Entre 50% y 70% de los talleres siguen en la informalidad
El presidente de la Cámara Nacional de Talleres Mecánicos (Canatame), Gino Fileri, alerta sobre los riesgos de la informalidad en el sector y denuncia que se importan repuestos y hasta motores de baja calidad.
El panorama del sector de talleres mecánicos en Venezuela está fuertemente marcado por la compleja situación económica del país, lo que ha generado una serie de desafíos y adaptaciones. Aquí se presenta un resumen de los puntos clave.
La Informalidad y competencia desleal es el primero. Gino Fileri, presidente de la Cámara Nacional de Talleres Mécánicos (Canatame), apuntó que “una de las principales problemáticas es el elevado porcentaje de talleres que operan en la informalidad, con cifras que superan el 50% e incluso llegan al 70%”.

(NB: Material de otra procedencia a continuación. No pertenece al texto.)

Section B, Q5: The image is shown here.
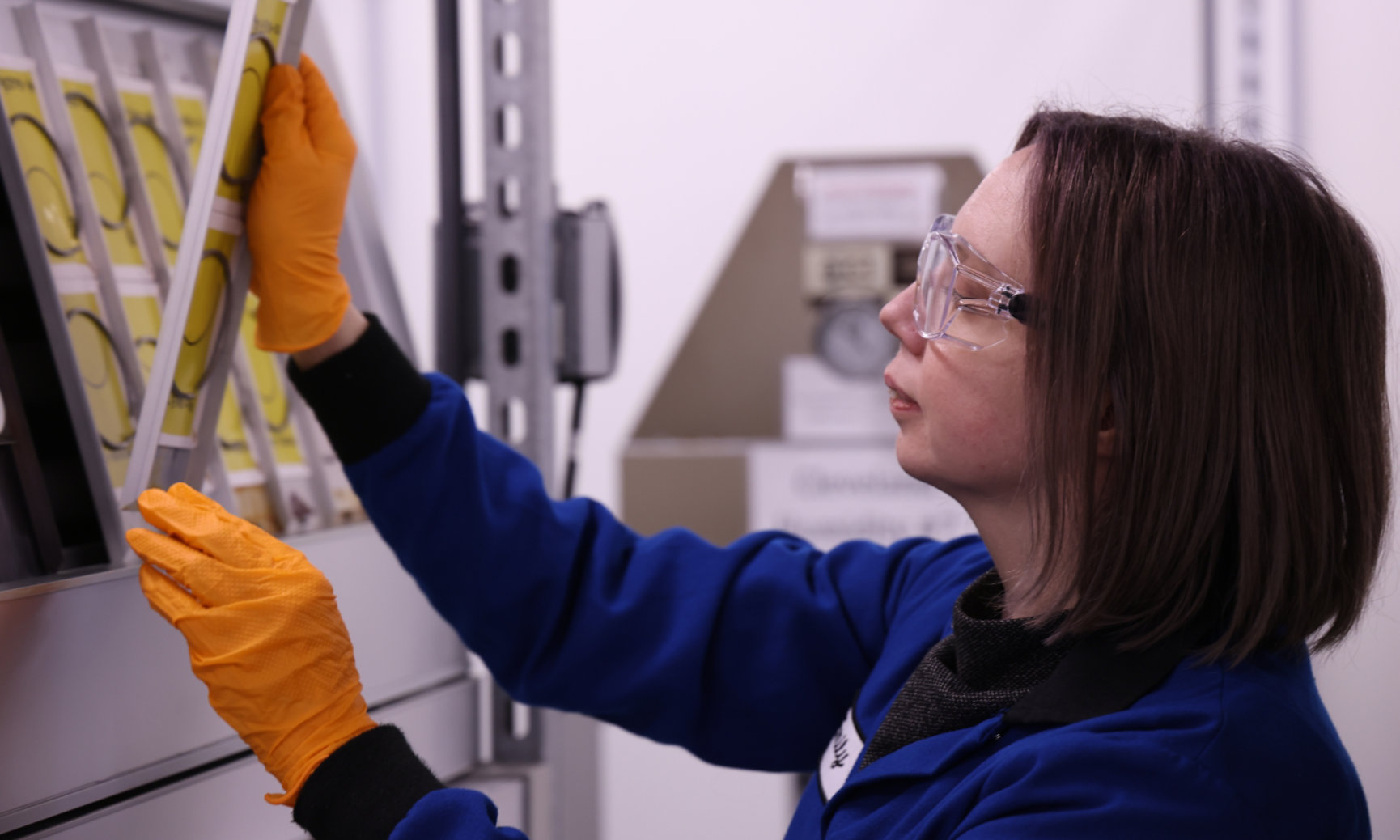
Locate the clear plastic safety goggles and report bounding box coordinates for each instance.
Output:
[914,214,1029,350]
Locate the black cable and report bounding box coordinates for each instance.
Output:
[564,380,588,498]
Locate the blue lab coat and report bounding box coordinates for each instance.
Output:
[347,376,1369,840]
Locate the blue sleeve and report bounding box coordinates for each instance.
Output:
[389,788,525,840]
[347,375,966,770]
[952,734,1254,840]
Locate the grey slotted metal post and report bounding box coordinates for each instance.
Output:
[480,0,556,762]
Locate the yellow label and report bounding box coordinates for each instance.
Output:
[122,91,185,269]
[240,293,305,464]
[60,293,136,487]
[62,80,146,266]
[218,0,287,203]
[218,382,257,473]
[0,69,87,263]
[122,294,161,382]
[161,230,238,437]
[175,96,209,169]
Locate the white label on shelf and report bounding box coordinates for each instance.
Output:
[748,443,974,549]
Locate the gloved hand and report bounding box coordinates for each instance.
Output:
[126,485,375,805]
[248,56,355,353]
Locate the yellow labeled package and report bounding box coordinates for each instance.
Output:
[161,230,238,437]
[175,95,209,169]
[59,293,136,487]
[122,91,186,267]
[217,382,282,531]
[218,0,287,203]
[122,294,161,382]
[62,80,146,266]
[0,67,87,263]
[240,293,307,465]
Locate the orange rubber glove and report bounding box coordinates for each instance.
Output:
[126,485,375,805]
[248,56,355,353]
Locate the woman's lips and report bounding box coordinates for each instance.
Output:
[885,374,918,414]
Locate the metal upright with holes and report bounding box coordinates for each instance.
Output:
[479,0,556,762]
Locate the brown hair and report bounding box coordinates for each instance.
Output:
[1016,111,1390,662]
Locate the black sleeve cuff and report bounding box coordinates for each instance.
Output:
[291,727,443,840]
[287,315,433,464]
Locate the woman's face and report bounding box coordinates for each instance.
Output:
[880,147,1033,504]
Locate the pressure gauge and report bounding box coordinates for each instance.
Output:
[815,301,899,376]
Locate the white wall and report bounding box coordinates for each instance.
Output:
[317,0,1400,840]
[1304,0,1400,838]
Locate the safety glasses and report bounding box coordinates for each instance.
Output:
[914,214,1029,350]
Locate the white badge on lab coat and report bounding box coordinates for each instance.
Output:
[817,707,865,802]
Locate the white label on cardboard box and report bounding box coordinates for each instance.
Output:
[796,163,945,242]
[748,443,976,550]
[783,355,899,447]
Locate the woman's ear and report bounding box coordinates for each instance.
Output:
[1099,393,1118,458]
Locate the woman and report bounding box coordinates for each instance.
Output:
[130,63,1389,840]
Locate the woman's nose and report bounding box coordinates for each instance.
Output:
[879,282,927,355]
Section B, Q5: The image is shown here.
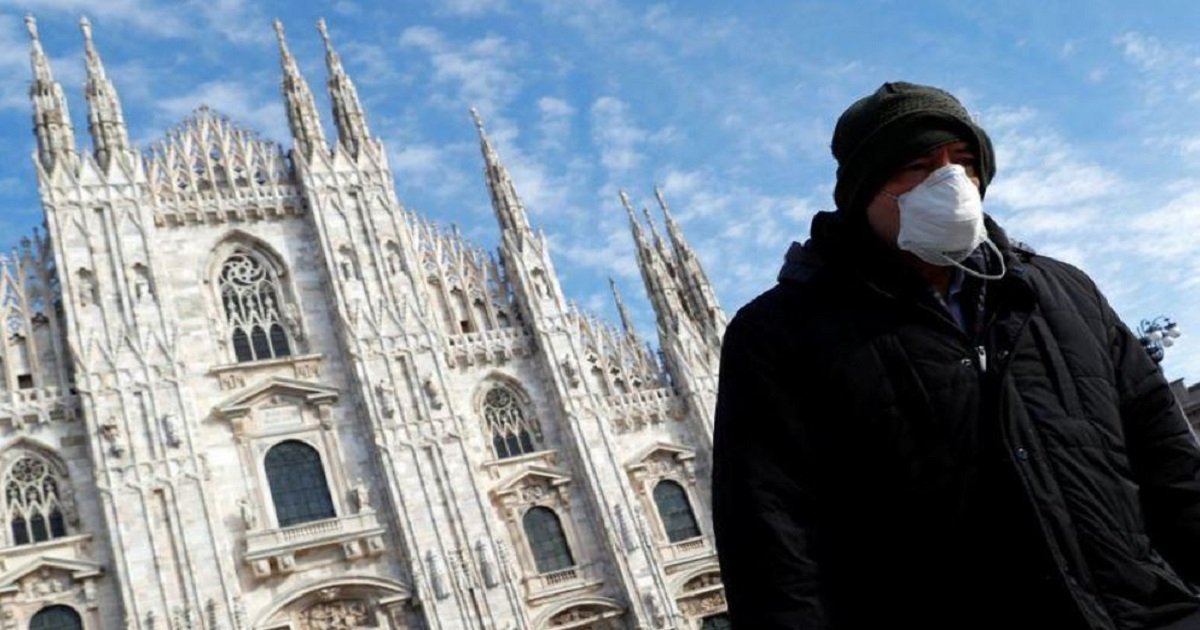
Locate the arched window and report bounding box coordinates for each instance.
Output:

Se refiere a los riesgos para el consumidor: “Esta informalidad crea una competencia desleal para los talleres formales y, más importante aún, pone en riesgo la seguridad de los consumidores, ya que estos negocios pueden no cumplir con los estándares técnicos, fiscales y de seguridad”, dice Fileri.
El parque automotor venezolano es mayormente obsoleto, con una gran proporción de vehículos con más de 15 o 20 años de antigüedad. Esto aumenta la necesidad de reparaciones y mantenimiento, pero al mismo tiempo complica la disponibilidad de repuestos.
Hay dificultad para obtener repuestos, dice la fuente: “La falta de divisas, las distorsiones cambiarias y la carga impositiva en la importación de autopartes y repuestos han afectado gravemente la cadena de suministro. Esto ha llevado a una escasez de piezas originales y un aumento en la oferta de repuestos de baja calidad o de dudosa procedencia”, relata.
La importación de motores usados es otro tema a tener en cuenta. Como una alternativa a los altos costos de reparación y la escasez de repuestos, “ha surgido la importación de motores usados. Aunque permiten a los vehículos seguir circulando, no garantizan la durabilidad y representan una solución temporal”, expone el dirigente gremial.
“La deprimida capacidad de gasto de los venezolanos es un factor determinante. Muchos propietarios de vehículos posponen el mantenimiento preventivo y las reparaciones mayores”, “
Pero ¿cuál ha sido e impacto de la situación económica en la operación de los talleres? En primer término -dice el presidente de Canatame- el bajo poder adquisitivo de la población.
“La deprimida capacidad de gasto de los venezolanos es un factor determinante. Muchos propietarios de vehículos posponen el mantenimiento preventivo y las reparaciones mayores, o bien, optan por soluciones más económicas y de menor calidad en talleres informales”, precisa Fileri.
También alerta sobre los altos costos operativos. Los talleres formales -sazona- enfrentan una alta carga impositiva, lo que, sumado a los costos de importación y el precio de los repuestos, eleva significativamente el costo final del servicio para el cliente.
El dirigente dice que hay una recuperación incipiente y nuevos desafíos: “Aunque se han reportado signos de una ligera recuperación en el mercado automotriz con la llegada de vehículos nuevos, especialmente de marcas chinas, la mayoría de la población no tiene la capacidad económica para adquirir un vehículo nuevo. Esto mantiene la demanda de reparaciones para los vehículos existentes”, explica, sin medias tintas.
En cuanto a la formación y profesionalización: En respuesta a la informalidad, avanza el entrevistado, organismos como Canatame están impulsando iniciativas para la profesionalización de los mecánicos y la formalización del sector, en función de mejorar la calidad del servicio y la seguridad vial. “Contamos con el respaldo de la Universidad Central de Venezuela”, se alegra.
El sector de talleres mecánicos en Venezuela -calibra el vocero- opera en un entorno de alta informalidad, con un parque automotor envejecido y la dificultad para adquirir repuestos de calidad.
La situación económica del país ha deprimido la capacidad de gasto de los clientes, lo que los lleva a buscar opciones más baratas, a menudo en el mercado informal. No obstante, el sector formal está buscando adaptarse y profesionalizarse para enfrentar estos retos.